Но никто не узнал, не поверил виденью:
С криком вскинулись стаи ворон,
Злые пули дождем над святою мишенью
Засвистали с обеих сторон…
И растаял – исчез он над гранью оврага,
Там, где солнечный плавился склон.
Говорили одни: «Сумасшедший бродяга»,
А другие: «Жидовский шпион»…
Между 1914 и 1917
В этом доме сумасшедших
Надо быть хитрей лисы:
Чуть осмыслишь, чуть очнешься —
И соскочишь с полосы…
Мертвым светом залит столик.
За стеной храпит солдат.
Полевые телефоны
Под сурдинку верещат.
На столе копна пакетов —
Бухгалтерия войны:
«Спешно», «В собственные руки»…
Клоп гуляет вдоль стены.
Сердце падает и пухнет,
Алый шмель гудит в висках.
Смерть, смеясь, к стеклу прильнула…
Эй, держи себя в руках!
Хриплый хохот сводит губы:
Оборвать бы провода…
Шашку в дверь! Пакеты в печку! —
И к собакам – навсегда.
Отошло… Забудь, не надо:
С каждым днем – короче счет…
Перебой мотоциклета
Закудахтал у ворот.
Между 1914 и 1917
Штабы поднялись. Оборвалась торговля и труд.
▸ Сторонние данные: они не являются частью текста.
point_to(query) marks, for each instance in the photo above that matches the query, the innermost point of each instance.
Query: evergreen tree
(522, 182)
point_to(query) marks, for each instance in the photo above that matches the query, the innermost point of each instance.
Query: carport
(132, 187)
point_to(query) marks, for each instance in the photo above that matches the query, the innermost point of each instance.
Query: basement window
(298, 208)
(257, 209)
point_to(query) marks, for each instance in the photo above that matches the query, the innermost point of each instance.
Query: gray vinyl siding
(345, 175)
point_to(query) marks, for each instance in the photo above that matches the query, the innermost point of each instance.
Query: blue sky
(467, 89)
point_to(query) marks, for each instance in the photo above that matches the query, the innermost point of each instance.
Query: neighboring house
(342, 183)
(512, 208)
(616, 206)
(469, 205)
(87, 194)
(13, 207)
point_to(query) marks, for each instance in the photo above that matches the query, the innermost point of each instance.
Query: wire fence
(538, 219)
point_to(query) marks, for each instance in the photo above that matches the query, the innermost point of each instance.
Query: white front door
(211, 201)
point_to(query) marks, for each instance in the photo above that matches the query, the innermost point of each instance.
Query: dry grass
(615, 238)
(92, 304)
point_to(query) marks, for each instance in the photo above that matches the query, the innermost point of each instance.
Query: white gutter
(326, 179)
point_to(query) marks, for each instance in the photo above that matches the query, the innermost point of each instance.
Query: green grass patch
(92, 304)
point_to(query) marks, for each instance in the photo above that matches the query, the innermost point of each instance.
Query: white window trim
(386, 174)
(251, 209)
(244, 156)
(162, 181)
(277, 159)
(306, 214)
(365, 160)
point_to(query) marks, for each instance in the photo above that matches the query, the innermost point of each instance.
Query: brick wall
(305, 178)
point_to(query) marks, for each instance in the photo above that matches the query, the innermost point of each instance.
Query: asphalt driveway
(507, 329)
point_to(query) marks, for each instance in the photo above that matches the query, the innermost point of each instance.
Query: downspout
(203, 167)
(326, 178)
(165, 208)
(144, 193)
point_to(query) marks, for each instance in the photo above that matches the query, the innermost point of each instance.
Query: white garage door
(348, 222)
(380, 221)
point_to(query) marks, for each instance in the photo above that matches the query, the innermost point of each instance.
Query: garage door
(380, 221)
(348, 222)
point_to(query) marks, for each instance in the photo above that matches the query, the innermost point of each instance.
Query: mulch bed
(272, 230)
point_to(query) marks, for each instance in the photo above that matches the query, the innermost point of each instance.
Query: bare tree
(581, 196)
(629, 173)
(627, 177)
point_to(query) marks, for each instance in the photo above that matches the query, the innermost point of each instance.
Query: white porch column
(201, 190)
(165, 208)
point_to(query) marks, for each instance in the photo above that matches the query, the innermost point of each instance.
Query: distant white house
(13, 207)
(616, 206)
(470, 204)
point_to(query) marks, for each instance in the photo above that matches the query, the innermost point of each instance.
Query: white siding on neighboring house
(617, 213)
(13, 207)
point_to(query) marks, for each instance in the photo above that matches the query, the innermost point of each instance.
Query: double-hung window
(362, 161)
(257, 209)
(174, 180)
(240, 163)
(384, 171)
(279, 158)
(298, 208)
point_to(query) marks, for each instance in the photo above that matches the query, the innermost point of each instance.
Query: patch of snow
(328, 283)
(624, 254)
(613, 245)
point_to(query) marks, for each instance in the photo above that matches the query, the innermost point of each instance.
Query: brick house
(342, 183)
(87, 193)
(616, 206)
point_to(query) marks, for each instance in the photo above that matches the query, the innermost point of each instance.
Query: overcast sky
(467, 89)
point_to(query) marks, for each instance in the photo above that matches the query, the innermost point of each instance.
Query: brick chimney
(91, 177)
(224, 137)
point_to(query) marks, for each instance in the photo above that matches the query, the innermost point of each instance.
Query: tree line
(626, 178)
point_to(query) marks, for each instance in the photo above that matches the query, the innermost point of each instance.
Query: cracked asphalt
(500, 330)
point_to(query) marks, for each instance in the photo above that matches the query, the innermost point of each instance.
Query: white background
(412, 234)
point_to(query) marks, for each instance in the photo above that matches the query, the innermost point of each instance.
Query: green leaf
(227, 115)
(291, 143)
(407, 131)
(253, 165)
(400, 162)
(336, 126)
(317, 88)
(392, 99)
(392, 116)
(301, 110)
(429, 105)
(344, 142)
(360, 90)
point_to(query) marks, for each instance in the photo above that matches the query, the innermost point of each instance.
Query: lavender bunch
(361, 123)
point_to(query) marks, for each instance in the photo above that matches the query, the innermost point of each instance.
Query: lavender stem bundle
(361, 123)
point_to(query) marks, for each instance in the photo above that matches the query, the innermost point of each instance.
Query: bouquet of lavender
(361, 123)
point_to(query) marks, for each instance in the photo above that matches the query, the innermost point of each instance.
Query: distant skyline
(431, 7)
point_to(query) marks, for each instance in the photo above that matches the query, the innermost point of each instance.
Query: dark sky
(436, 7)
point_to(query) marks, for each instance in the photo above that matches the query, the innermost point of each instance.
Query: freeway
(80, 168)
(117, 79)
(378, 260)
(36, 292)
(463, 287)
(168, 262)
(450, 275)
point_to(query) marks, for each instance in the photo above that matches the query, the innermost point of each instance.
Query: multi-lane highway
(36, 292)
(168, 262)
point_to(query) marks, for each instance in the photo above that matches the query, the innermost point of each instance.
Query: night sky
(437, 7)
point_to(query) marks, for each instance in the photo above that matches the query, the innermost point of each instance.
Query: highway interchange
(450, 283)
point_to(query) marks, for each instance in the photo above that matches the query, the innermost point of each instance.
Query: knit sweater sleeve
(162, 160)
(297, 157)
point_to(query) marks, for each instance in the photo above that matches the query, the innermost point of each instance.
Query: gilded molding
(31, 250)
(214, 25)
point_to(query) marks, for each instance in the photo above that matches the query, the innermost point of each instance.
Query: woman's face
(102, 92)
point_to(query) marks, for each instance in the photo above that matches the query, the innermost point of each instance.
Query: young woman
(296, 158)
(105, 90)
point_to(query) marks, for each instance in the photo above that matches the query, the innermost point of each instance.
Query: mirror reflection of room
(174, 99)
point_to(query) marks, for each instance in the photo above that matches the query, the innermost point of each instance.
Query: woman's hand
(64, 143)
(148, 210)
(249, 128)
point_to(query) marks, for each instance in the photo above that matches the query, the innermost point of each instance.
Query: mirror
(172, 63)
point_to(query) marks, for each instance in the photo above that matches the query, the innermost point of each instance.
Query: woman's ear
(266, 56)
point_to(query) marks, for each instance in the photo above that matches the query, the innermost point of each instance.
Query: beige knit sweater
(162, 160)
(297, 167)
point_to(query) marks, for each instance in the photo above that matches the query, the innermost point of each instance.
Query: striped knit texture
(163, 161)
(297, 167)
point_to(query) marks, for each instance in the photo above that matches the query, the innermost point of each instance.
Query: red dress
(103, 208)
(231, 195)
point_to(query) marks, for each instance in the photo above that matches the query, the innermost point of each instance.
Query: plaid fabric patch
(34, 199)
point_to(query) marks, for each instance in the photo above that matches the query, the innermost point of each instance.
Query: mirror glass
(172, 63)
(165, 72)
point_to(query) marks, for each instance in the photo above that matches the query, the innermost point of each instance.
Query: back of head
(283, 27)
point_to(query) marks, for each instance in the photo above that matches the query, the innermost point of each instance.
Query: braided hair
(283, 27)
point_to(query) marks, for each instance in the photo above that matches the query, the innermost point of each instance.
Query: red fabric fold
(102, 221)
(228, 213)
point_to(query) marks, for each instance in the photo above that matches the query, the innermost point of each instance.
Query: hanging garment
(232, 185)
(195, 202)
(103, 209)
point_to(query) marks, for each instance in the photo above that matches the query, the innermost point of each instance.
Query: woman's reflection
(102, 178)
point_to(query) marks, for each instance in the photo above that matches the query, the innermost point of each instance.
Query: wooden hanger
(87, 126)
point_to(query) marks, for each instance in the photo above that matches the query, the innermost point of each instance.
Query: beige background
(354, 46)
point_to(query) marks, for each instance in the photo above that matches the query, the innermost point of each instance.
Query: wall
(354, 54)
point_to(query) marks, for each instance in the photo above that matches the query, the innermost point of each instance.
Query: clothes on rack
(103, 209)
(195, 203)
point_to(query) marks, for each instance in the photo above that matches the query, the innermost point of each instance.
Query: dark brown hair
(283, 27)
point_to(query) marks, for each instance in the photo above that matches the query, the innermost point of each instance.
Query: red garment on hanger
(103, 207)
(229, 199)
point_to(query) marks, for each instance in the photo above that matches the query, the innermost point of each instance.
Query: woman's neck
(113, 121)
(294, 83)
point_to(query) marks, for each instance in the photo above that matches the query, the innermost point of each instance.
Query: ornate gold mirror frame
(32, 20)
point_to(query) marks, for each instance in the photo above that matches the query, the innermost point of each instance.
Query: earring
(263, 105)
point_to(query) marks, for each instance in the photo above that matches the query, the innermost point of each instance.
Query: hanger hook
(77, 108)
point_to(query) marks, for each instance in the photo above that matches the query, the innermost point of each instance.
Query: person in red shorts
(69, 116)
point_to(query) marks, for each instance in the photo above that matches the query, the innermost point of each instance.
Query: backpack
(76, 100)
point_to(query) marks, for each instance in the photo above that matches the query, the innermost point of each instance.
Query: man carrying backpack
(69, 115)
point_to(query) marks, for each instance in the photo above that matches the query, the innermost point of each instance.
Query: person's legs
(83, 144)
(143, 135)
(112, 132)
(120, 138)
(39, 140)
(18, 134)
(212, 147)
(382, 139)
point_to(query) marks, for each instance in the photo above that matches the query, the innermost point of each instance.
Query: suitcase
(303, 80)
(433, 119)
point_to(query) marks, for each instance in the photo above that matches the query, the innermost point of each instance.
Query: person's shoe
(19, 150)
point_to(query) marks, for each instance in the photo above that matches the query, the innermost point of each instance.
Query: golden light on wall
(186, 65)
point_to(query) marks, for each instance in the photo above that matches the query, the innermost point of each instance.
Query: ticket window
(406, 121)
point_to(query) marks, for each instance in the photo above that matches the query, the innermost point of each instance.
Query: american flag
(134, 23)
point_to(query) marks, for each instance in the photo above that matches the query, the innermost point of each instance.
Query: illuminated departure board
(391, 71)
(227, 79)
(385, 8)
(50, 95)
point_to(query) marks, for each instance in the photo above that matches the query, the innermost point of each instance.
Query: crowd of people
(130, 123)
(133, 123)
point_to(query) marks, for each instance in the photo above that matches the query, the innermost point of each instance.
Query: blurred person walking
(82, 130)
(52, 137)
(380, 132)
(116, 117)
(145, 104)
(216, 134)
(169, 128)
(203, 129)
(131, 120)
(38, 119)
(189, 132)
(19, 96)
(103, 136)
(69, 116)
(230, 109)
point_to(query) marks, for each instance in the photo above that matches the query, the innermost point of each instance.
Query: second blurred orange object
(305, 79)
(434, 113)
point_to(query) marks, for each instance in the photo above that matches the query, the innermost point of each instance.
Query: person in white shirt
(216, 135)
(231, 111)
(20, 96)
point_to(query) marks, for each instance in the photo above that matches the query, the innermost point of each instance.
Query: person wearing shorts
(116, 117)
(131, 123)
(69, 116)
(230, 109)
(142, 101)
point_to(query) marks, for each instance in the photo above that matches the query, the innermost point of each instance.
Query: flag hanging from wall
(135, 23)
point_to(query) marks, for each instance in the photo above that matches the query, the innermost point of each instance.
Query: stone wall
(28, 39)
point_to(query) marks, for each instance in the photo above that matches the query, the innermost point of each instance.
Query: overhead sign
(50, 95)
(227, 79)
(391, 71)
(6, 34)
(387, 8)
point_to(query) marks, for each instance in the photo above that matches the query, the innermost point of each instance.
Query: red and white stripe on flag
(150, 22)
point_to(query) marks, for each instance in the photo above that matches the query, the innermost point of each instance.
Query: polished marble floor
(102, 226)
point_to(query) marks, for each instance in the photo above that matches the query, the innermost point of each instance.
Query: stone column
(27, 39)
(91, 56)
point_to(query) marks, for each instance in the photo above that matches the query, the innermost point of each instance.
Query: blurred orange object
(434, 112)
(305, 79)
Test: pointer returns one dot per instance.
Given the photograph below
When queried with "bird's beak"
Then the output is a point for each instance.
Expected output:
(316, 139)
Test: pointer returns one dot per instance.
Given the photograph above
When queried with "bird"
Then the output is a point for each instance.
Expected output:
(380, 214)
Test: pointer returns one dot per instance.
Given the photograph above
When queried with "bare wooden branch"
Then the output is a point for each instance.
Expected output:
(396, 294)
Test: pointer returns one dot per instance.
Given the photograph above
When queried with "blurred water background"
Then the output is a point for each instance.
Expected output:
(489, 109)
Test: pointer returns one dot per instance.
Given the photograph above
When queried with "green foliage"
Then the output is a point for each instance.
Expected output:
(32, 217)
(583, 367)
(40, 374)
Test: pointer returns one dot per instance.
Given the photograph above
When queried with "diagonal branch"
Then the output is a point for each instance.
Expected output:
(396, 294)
Весь день по шоссе громыхают обозы.
Тяжелые пушки, как дальние грозы,
За лесом ревут.
Кругом горизонта пылают костры:
Сжигают снопы золотистого жита, —
Полнеба клубами закрыто…
Вдоль улицы – нищего скарба бугры.
Снимаются люди – бездомные птицы-скитальцы,
Фургоны набиты детьми, лошаденки дрожат…
Вдали по жнивью, обмотав раздробленные пальцы,
Угрюмо куда-то шагает солдат.
Возы и двуколки, и кухни, и девушка с клеткой
в телеге,
Поток бесконечных колес,
Тревожная мысль о ночлеге,
И в каждых глазах торопливо-пытливый вопрос.
Встал месяц – оранжевый щит.
Промчались казаки. Грохочут обозы, —
Всё глуше и глуше невидимых пушек угрозы…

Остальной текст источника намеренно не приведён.